Tuktuk, who rushed from Delhi, confirmed that Papya’s belongings were missing. Washing machine, gas cylinder, Maruti 800, music system, computer, watches, camera, whatever gold and money there was in the house. Only those cupboards and heavy wood almirahs which had valuables were opened and ransacked. Others were untouched.

Though wary of rubbing the investigative agency the wrong way, Tuktuk offers tentatively, “Burglary could just have been a front¿ She always made it clear that she would never move out of that property. It was to look after my mother and the house she had built that Papiya left a job in Delhi University and shifted to Patna. She could have had a job anywhere in the world, she had earned that kind of respect from her fraternity.”

Tuktuk refuses to accept that it was a “motiveless murder”. “A super-intelligent mastermind seems to be at work, unleashing the worst form of savagery. The wounds were vicious” she almost shivers as she talks.

What could be the reason behind “the barbarity, the butchering”, adjectives spill out of Tuktuk. As she lets them go, she almost clutches back at them, quietly angry but unsure of opening out fully. “Her last moments must have been very painful”. Even the nails were plucked out. “What could be the motive, it cannot be a senseless crime” her voice trails off.

Steadying herself, Tuktuk-commonly thought of as Papiya’s twin since the time they wrote articles in Junior Statesman-shares the personal history she’s never uttered in the last 50 years: “To me, it seems quite utterly uncanny, it was the same date-the night of December 2/3. My father was administered poison by a hospital nurse at the Patna Government hospital at someone’s bidding.
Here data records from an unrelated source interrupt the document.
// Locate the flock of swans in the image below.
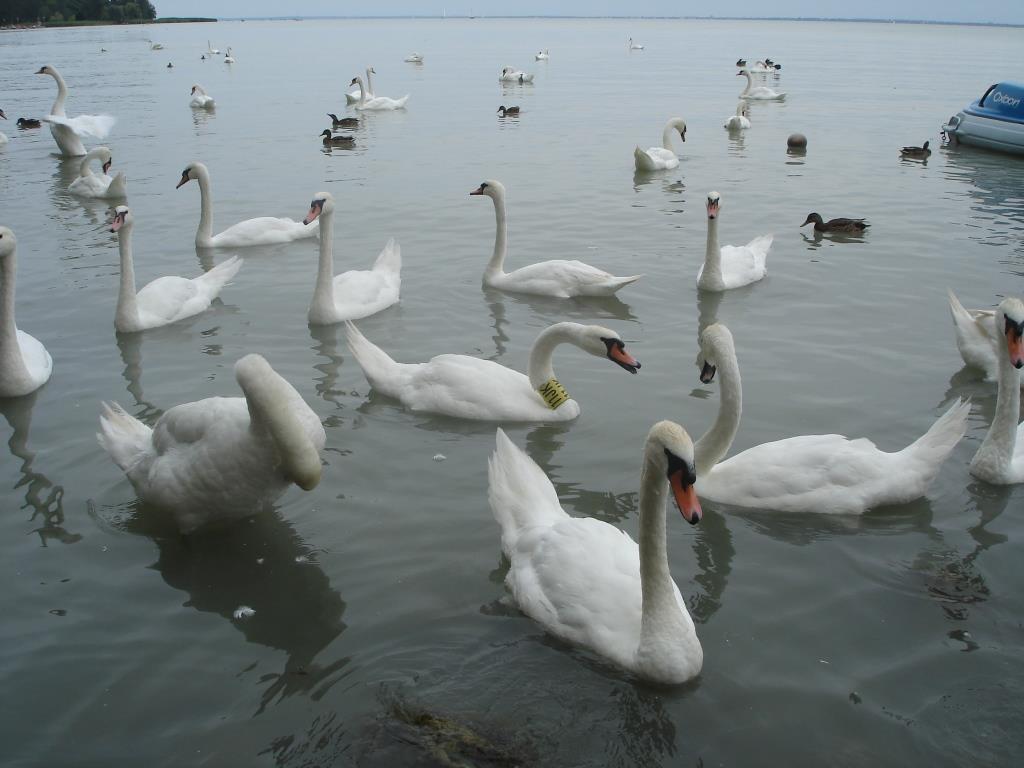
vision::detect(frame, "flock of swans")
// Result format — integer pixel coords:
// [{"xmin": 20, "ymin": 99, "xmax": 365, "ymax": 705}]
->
[{"xmin": 1, "ymin": 46, "xmax": 1022, "ymax": 687}]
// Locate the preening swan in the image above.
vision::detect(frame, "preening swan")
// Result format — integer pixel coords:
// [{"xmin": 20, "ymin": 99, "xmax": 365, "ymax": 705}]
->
[
  {"xmin": 535, "ymin": 49, "xmax": 549, "ymax": 60},
  {"xmin": 68, "ymin": 147, "xmax": 127, "ymax": 199},
  {"xmin": 349, "ymin": 76, "xmax": 408, "ymax": 111},
  {"xmin": 36, "ymin": 65, "xmax": 116, "ymax": 157},
  {"xmin": 488, "ymin": 423, "xmax": 703, "ymax": 683},
  {"xmin": 346, "ymin": 67, "xmax": 376, "ymax": 105},
  {"xmin": 499, "ymin": 67, "xmax": 534, "ymax": 83},
  {"xmin": 948, "ymin": 290, "xmax": 1024, "ymax": 389},
  {"xmin": 471, "ymin": 180, "xmax": 641, "ymax": 298},
  {"xmin": 302, "ymin": 191, "xmax": 401, "ymax": 324},
  {"xmin": 723, "ymin": 102, "xmax": 751, "ymax": 130},
  {"xmin": 696, "ymin": 192, "xmax": 770, "ymax": 292},
  {"xmin": 109, "ymin": 206, "xmax": 242, "ymax": 333},
  {"xmin": 969, "ymin": 297, "xmax": 1024, "ymax": 484},
  {"xmin": 190, "ymin": 84, "xmax": 215, "ymax": 109},
  {"xmin": 633, "ymin": 117, "xmax": 687, "ymax": 172},
  {"xmin": 692, "ymin": 323, "xmax": 970, "ymax": 512},
  {"xmin": 737, "ymin": 70, "xmax": 786, "ymax": 100},
  {"xmin": 345, "ymin": 320, "xmax": 640, "ymax": 422},
  {"xmin": 176, "ymin": 161, "xmax": 318, "ymax": 248},
  {"xmin": 97, "ymin": 354, "xmax": 326, "ymax": 534},
  {"xmin": 0, "ymin": 227, "xmax": 53, "ymax": 398}
]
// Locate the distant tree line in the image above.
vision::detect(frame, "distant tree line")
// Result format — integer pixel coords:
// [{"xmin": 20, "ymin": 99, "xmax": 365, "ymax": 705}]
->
[{"xmin": 1, "ymin": 0, "xmax": 158, "ymax": 24}]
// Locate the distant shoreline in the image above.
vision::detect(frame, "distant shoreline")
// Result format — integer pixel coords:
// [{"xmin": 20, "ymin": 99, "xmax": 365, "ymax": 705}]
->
[{"xmin": 2, "ymin": 17, "xmax": 215, "ymax": 30}]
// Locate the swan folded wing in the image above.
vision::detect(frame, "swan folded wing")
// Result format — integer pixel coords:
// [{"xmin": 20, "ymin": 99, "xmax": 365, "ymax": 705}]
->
[
  {"xmin": 151, "ymin": 397, "xmax": 244, "ymax": 454},
  {"xmin": 643, "ymin": 147, "xmax": 679, "ymax": 170},
  {"xmin": 332, "ymin": 269, "xmax": 399, "ymax": 319},
  {"xmin": 948, "ymin": 291, "xmax": 999, "ymax": 374},
  {"xmin": 211, "ymin": 216, "xmax": 317, "ymax": 247},
  {"xmin": 404, "ymin": 355, "xmax": 540, "ymax": 419},
  {"xmin": 719, "ymin": 236, "xmax": 770, "ymax": 287},
  {"xmin": 43, "ymin": 113, "xmax": 116, "ymax": 139},
  {"xmin": 357, "ymin": 95, "xmax": 409, "ymax": 110},
  {"xmin": 17, "ymin": 330, "xmax": 53, "ymax": 384},
  {"xmin": 502, "ymin": 259, "xmax": 635, "ymax": 298},
  {"xmin": 134, "ymin": 276, "xmax": 207, "ymax": 326}
]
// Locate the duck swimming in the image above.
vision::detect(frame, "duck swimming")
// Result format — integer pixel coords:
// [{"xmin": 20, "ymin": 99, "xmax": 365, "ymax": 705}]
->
[
  {"xmin": 17, "ymin": 118, "xmax": 42, "ymax": 129},
  {"xmin": 497, "ymin": 105, "xmax": 520, "ymax": 116},
  {"xmin": 900, "ymin": 140, "xmax": 931, "ymax": 158},
  {"xmin": 327, "ymin": 113, "xmax": 358, "ymax": 128},
  {"xmin": 320, "ymin": 129, "xmax": 354, "ymax": 146},
  {"xmin": 800, "ymin": 213, "xmax": 869, "ymax": 233}
]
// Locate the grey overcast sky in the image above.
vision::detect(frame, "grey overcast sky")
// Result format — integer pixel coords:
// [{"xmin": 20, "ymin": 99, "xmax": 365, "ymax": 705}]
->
[{"xmin": 157, "ymin": 0, "xmax": 1024, "ymax": 25}]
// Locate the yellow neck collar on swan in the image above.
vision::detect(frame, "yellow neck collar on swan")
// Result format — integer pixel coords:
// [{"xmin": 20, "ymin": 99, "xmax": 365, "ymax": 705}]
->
[{"xmin": 537, "ymin": 378, "xmax": 570, "ymax": 410}]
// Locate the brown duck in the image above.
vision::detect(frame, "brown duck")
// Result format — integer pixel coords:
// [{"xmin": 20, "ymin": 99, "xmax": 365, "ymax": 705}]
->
[
  {"xmin": 327, "ymin": 113, "xmax": 358, "ymax": 128},
  {"xmin": 17, "ymin": 118, "xmax": 42, "ymax": 129},
  {"xmin": 321, "ymin": 129, "xmax": 354, "ymax": 146},
  {"xmin": 497, "ymin": 105, "xmax": 520, "ymax": 116},
  {"xmin": 800, "ymin": 213, "xmax": 869, "ymax": 233},
  {"xmin": 900, "ymin": 140, "xmax": 931, "ymax": 158}
]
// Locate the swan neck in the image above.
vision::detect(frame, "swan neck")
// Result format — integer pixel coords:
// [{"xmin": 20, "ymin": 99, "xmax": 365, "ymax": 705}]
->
[
  {"xmin": 741, "ymin": 71, "xmax": 752, "ymax": 96},
  {"xmin": 661, "ymin": 123, "xmax": 676, "ymax": 151},
  {"xmin": 195, "ymin": 166, "xmax": 214, "ymax": 246},
  {"xmin": 975, "ymin": 342, "xmax": 1021, "ymax": 471},
  {"xmin": 49, "ymin": 70, "xmax": 68, "ymax": 115},
  {"xmin": 0, "ymin": 254, "xmax": 29, "ymax": 382},
  {"xmin": 703, "ymin": 215, "xmax": 722, "ymax": 283},
  {"xmin": 115, "ymin": 226, "xmax": 139, "ymax": 327},
  {"xmin": 79, "ymin": 151, "xmax": 96, "ymax": 177},
  {"xmin": 312, "ymin": 208, "xmax": 336, "ymax": 315},
  {"xmin": 484, "ymin": 190, "xmax": 508, "ymax": 279},
  {"xmin": 526, "ymin": 323, "xmax": 577, "ymax": 390},
  {"xmin": 365, "ymin": 68, "xmax": 374, "ymax": 93},
  {"xmin": 694, "ymin": 344, "xmax": 742, "ymax": 474}
]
Then too, the mastermind was never caught.”

It was their mother who brought up them up (in all, four sisters) and built the house with its sprawling garden. An exclusive enclave meant for senior officials, the Government had given them the land after the father’s mysterious death. In fact, say officials familiar with the old case, the Patna District Magistrate was appointed their local guardian.

With Tuktuk approaching the Prime Minister and President and Papiya’s well-known academic friends from across the globe writing to the PM and CM Nitish Kumar, the Patna police is understandably under pressure. Amanullah says, “We hope to crack the case in two three days. It is a difficult witness-less case, no one is coming forward to help or cooperate. But there are certain strong leads. If the trail goes cold, we’ll call in the CBI.”